Physiological Basis for Movement Disorders and Their Therapeutics through the Basal Ganglia Circuitry

  • S1-B-2-5
  • 南部 篤 / Atsushi Nambu:1 
  • 1:生理学研究所・生体システム / Div of System Neurophysiol, Natl Inst for Physiol Sci, Okazaki, Japan 

Information from the motor cortices is processed in the basal ganglia (BG) and returns to the original motor cortices via the thalamus. In the BG circuitry, the striatum and the subthalamic nucleus (STN) are the input structures of the BG, while the internal segment of the globus pallidus (GPi) and the substantia nigra pars reticulata (SNr) are the output nuclei. The input and output stations are connected by three pathways, i.e., cortico-striato-GPi/SNr direct, cortico-striato-external pallido (GPe)-STN-GPi/SNr indirect, and cortico-STN-GPi/SNr hyperdirect pathways. Signals through the hyperdirect, direct and indirect pathways sequentially reach the output nuclei, GPi/SNr, and modulate their activity dynamically. Thus, only a selected motor program is released at a selected timing, while other competing motor programs are suppressed, through the succeeding GPi-thalamo-cortical pathway.

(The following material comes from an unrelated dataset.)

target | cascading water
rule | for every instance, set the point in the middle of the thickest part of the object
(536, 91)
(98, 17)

The activity imbalance among the hyperdirect, direct and indirect pathways causes hypokinetic and hyperkinetic movement disorders. In Parkinson's disease (PD), signals through the hyperdirect and indirect pathways are enhanced, and those through the direct pathway are reduced in both spatial and temporal domains. Thus, intended motor programs cannot be released, resulting in akinesia. On the other hand, in dystonia, signals through the direct pathway are enhanced spatiotemporally. Thus, unintended movements are randomly released, resulting in involuntary movements. These dynamic activity changes in the BG can explain the neural mechanisms underlying hypokinetic and hyperkinetic movement disorders.
Inactivation of the STN, which interrupts both the hyperdirect and indirect pathways, ameliorates PD symptoms. Applying high frequency stimulation, known as deep brain stimulation (DBS), to the STN or GPi also ameliorates motor symptoms. GPi-DBS completely inhibits spontaneous firings of GPi neurons and blocks all responses mediated by the hyperdirect, direct and indirect pathways. These findings suggest that dissociating inputs and outputs to and from the stimulation site to disrupt the abnormal information flow is the common mechanism for the effectiveness of stereotactic surgery.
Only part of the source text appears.